Emotional Speech Corpus Construction, Annotation and Distribution

Charlie Cullen, Dublin Institute of Technology
Brian Vaughan, Dublin Institute of Technology
Spyros Kousidis, Dublin Institute of Technology

Document Type Conference Paper

The sixth international conference on Language Resources and Evaluation, LREC 2008

Abstract

Advances in both speech/emotion recognition and emotional speech synthesis largely depend on the availability of annotated, emotional speech corpora. Although it is common that corpora are purpose-built for specific applications or research purposes, it would be desirable to re-use existing corpora.
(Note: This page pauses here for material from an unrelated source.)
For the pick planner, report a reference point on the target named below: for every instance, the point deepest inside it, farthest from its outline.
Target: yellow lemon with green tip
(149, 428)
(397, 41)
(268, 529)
However, there is a lack of widely accepted standards in such areas as audio quality, annotation with metadata in order to perform queries, as well as mutually agreed definitions, as in ‘what is emotion?’. The work described here is a developing process of emotional asset acquisition, annotation and on-line publishing for emotional rating by end users, which attempts to address some of the above issues, while being flexible in practical issues such as re-usability, standardisation and access. The paper is divided into three parts: (1) A method for obtaining “genuine” emotional speech recordings, namely Mood Induction Procedures (MIP 4), while recording in a controlled environment; (2) the analysis and annotation of the recorded assets via a purpose-built audio analysis tool and (3) an implementation of the IMDI corpus annotation schema.